Nigerians are more interested in investment in foreign markets and cryptocurrency assets than take positions in local assets for obvious reasons. Capital appreciation has been largely stunted this year while devaluation and rising inflation continues to erode the purchasing power of the local currency.
We also witness a rise in speculative activities among the elites and investors betting on an even more weakening of the naira. This is likely to continue in the short to medium as the global economy roars back.
The inflation double whammy is also a greater challenge for Nigeria. Firstly, imports of goods and services from Western countries triggers imported inflation keeping Nigeria’s inflation rate on a steady rise. Add this to insecurity and rising food prices, Nigeria is likely to face multiple devaluations in the coming months if not years.
How bad can it get?
An exchange rate of N600/$1 was incomprehensible earlier in the year but at N530/$1, it is ever more likely.
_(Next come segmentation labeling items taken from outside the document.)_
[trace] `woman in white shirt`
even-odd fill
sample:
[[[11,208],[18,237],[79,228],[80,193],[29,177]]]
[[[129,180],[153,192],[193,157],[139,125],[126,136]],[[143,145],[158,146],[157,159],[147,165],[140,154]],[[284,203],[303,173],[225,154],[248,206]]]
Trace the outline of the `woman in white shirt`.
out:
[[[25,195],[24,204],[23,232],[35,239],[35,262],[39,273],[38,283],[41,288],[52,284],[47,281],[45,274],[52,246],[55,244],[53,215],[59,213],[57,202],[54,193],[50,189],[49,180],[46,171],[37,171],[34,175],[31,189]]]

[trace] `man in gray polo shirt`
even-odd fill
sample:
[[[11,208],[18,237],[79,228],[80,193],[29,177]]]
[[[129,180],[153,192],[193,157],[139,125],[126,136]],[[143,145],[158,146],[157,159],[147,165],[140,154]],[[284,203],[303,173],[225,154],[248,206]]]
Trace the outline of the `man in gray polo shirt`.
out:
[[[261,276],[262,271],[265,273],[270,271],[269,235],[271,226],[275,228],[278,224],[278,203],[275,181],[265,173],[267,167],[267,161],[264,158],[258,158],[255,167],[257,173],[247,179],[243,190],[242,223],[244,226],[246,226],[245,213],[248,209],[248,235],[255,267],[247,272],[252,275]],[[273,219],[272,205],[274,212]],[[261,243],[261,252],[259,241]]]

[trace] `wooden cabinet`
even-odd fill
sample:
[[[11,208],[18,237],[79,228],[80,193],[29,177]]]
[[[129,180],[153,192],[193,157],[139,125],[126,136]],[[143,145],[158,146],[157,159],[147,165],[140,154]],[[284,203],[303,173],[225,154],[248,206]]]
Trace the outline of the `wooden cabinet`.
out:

Thus, expect weaker currencies in the coming weeks and months. If you are an importer or a business that relies on foreign imports, you are best preparing for a surge in cost.
Exporters should expect a boom in revenues but will face greater scrutiny from regulators.
Either way, it’s bound to affect everyone positively or negatively.
What’s the silver lining
Nigeria needs oil prices to keep rising and for diaspora remittances to increase in tandem with US growth. The same people that have left Nigeria for a better life may well be the saviour we need to avoid the scenario painted by the Russians.
Oil prices topped $75 a month ago but have since pulled back as the Delta variant threatened to jeopardize global economic recovery. As per remittances, recent actions by the central bank to improve the situation hasn’t stopped the exchange rate from depreciating at the blackmailer.